We often times feel as though we need to sugar coat everything. While being tactful is great and a fantastic tool to use, it tends to skip out on the “shock and awe” factor. By “shock and awe,” I’m talking about those instances where you say something that sounds so shocking, it’s as if your words left your mouth, grew hands, flew over to the person you are saying them to, and shook their shoulders awake. You can try to communicate the same message, but if you do so too tactfully, you may miss out on the shock factor; perhaps it won’t shake the person awake, rather, just gently glide along their ear buds and pass through without moving anything.

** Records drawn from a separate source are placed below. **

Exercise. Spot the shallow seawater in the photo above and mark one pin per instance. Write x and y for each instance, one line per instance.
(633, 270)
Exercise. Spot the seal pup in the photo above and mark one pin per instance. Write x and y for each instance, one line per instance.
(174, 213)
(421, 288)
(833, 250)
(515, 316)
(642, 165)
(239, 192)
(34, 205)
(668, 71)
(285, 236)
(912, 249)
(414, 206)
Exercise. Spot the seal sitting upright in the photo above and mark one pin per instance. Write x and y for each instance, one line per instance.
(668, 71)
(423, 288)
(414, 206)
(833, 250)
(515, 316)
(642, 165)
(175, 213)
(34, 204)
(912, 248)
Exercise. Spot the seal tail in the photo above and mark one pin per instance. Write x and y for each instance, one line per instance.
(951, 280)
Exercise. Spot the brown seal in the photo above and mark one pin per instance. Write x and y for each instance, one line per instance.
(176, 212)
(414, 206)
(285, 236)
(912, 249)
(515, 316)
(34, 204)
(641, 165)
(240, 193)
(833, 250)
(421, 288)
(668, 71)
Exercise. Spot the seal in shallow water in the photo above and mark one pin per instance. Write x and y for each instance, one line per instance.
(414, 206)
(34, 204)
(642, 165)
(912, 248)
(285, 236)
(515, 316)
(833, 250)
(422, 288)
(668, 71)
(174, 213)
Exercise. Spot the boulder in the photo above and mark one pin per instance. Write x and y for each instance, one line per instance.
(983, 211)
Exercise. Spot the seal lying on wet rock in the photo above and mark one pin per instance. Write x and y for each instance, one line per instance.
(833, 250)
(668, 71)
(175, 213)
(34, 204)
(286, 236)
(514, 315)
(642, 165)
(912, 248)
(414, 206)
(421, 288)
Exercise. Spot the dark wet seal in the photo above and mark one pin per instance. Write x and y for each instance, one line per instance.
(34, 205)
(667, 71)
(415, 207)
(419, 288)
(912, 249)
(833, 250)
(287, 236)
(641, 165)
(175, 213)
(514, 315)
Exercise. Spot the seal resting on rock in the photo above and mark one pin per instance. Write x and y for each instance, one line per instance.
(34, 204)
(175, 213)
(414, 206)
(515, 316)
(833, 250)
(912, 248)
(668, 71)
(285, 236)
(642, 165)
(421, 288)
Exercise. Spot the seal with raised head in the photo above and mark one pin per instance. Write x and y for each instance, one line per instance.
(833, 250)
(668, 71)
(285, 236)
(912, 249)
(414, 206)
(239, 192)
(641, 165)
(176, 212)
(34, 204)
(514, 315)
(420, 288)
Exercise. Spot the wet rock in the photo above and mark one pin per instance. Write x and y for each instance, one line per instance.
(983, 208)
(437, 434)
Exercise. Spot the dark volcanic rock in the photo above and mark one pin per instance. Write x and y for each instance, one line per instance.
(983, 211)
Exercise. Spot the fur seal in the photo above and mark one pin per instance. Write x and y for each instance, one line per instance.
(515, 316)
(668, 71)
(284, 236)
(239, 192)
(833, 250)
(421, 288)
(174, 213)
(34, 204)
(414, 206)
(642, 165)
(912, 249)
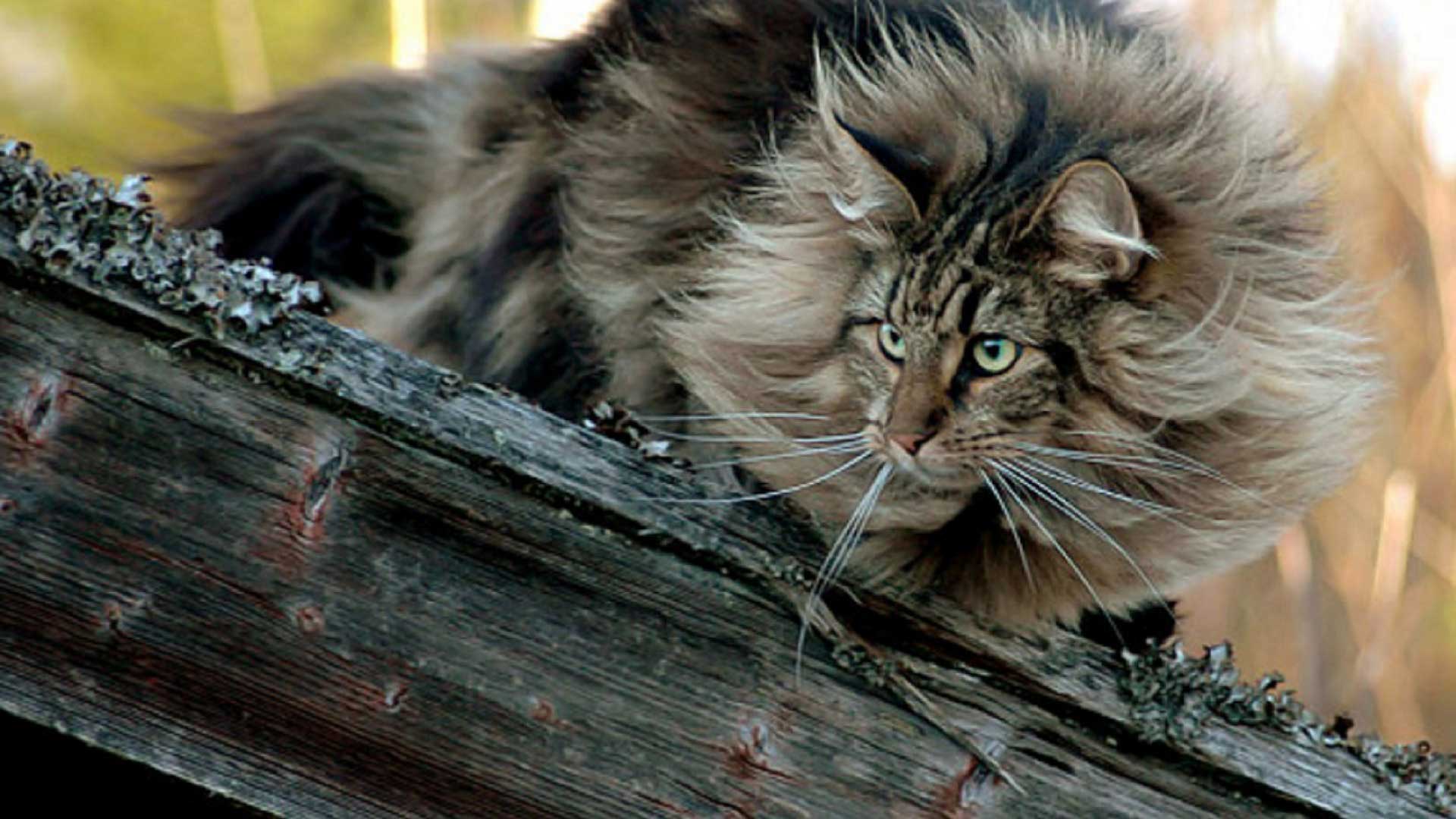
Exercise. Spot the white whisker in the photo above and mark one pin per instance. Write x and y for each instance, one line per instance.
(836, 558)
(775, 493)
(1009, 480)
(1191, 463)
(1062, 475)
(807, 452)
(1011, 523)
(1071, 510)
(731, 439)
(1134, 463)
(728, 417)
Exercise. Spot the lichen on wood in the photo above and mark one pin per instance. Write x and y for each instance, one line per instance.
(79, 224)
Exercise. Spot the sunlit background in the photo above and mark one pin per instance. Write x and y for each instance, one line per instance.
(1357, 607)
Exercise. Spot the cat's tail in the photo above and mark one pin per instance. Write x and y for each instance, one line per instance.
(322, 184)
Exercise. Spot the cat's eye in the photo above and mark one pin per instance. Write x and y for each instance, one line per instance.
(995, 354)
(892, 341)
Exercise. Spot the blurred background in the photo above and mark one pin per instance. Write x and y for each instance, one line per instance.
(1356, 607)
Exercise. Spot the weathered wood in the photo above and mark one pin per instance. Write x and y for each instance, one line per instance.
(324, 577)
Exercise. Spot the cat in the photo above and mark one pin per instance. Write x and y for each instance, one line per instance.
(1024, 302)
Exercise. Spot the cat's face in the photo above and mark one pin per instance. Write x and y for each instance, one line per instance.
(1049, 344)
(951, 365)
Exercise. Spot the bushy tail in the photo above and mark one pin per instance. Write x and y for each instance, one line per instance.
(322, 183)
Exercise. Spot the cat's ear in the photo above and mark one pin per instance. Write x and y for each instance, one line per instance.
(892, 175)
(1092, 219)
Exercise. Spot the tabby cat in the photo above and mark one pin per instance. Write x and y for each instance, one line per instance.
(1019, 299)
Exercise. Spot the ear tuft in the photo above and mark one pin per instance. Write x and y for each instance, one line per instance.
(1094, 221)
(909, 172)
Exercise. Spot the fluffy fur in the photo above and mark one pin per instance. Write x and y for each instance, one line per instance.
(837, 209)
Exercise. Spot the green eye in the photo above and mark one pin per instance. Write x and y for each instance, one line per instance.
(995, 354)
(892, 341)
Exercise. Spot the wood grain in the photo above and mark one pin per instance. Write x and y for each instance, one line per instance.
(327, 579)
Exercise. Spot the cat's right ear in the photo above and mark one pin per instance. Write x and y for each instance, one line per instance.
(889, 177)
(1094, 221)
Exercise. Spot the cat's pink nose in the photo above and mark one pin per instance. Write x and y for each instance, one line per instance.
(909, 442)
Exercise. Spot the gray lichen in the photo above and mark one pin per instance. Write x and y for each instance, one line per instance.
(79, 224)
(1174, 697)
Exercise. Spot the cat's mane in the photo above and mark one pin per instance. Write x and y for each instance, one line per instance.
(674, 209)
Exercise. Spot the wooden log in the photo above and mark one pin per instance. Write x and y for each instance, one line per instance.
(275, 558)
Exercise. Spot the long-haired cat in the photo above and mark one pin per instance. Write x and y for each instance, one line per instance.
(1018, 299)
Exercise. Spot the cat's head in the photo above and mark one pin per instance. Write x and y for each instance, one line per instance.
(1074, 292)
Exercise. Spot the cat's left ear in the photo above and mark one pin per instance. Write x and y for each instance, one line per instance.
(1092, 219)
(890, 177)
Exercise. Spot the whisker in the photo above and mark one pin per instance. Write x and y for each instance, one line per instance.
(774, 493)
(1193, 463)
(1011, 523)
(1145, 463)
(731, 439)
(1049, 471)
(728, 417)
(835, 449)
(835, 569)
(835, 560)
(1071, 510)
(1008, 484)
(1145, 444)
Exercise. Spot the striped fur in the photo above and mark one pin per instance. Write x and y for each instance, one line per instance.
(711, 206)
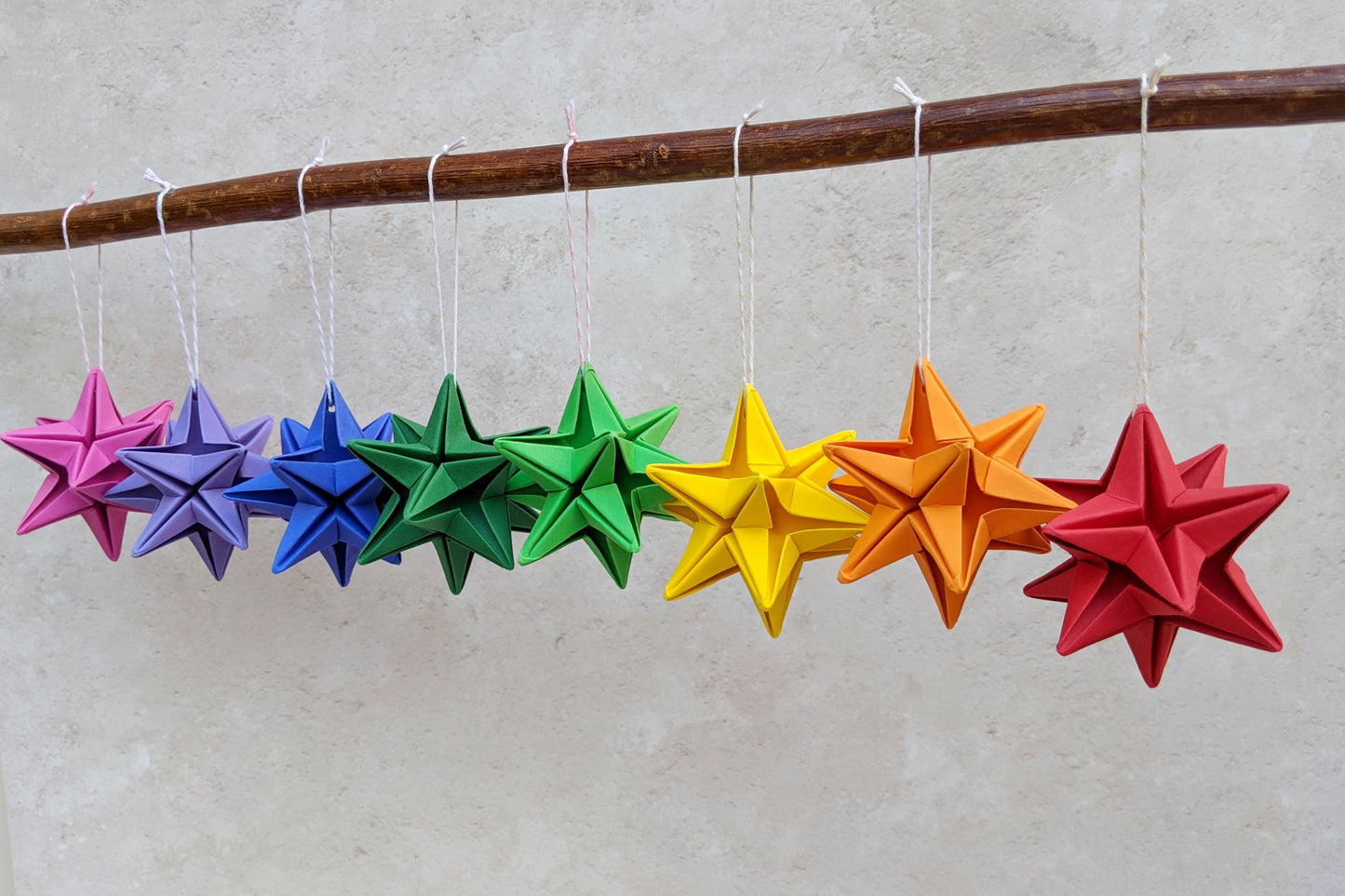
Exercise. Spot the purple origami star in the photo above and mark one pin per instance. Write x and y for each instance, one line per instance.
(182, 483)
(79, 456)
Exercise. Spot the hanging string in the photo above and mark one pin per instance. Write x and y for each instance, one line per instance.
(1148, 87)
(193, 356)
(746, 292)
(326, 332)
(74, 284)
(924, 237)
(438, 279)
(583, 314)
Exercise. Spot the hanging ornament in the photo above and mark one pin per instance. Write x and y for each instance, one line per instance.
(591, 474)
(1151, 542)
(943, 491)
(450, 488)
(1151, 551)
(182, 483)
(329, 497)
(761, 510)
(448, 485)
(79, 454)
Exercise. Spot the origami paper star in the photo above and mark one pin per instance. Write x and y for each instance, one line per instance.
(1151, 551)
(760, 512)
(182, 483)
(945, 491)
(592, 475)
(329, 495)
(450, 488)
(79, 456)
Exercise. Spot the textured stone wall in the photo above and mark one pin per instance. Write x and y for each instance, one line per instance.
(546, 732)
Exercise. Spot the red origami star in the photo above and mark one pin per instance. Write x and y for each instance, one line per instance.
(79, 456)
(1151, 546)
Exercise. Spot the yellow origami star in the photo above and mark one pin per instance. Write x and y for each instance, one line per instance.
(945, 491)
(760, 513)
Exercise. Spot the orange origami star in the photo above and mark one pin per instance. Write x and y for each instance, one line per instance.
(945, 491)
(760, 512)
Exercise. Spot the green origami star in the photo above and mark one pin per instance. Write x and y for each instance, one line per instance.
(591, 474)
(450, 488)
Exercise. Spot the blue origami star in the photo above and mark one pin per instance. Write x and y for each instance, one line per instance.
(330, 497)
(182, 483)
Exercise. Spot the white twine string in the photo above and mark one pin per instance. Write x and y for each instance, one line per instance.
(583, 314)
(746, 292)
(1148, 87)
(438, 279)
(924, 240)
(326, 332)
(74, 286)
(191, 350)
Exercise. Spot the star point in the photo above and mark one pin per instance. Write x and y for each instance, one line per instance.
(760, 512)
(945, 491)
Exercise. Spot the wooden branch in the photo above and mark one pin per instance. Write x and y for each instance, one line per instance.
(1184, 102)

Now, I am not suggesting rudeness, by any means. There is a very happy medium. When the brain doesn’t have to search through a bunch of words to find meaning, the meaning is much more apparent and graspable.
For instance, I was once watching my Goddaughter, when she starts whining about how bored she is. I respond to her, “that must mean you’re a boring person.” Now, in many circumstances it’s very important to sugar coat things, and many people would argue to me that this circumstance, especially dealing with children, would be one that should be sugar coated.
However, the jaw drop she received from my response was an implication of her shock; of the shoulder shake. She gasped. She walked away. She also never once complained about being bored again, and her parents remarked about her attention span had changed for the better. She refused to be a boring person.
While I agree that gentleness is very important, I’m simply saying that sometimes, by adding a bit of an extra edge (while still being mindful), you can get a message through to someone much more effectively.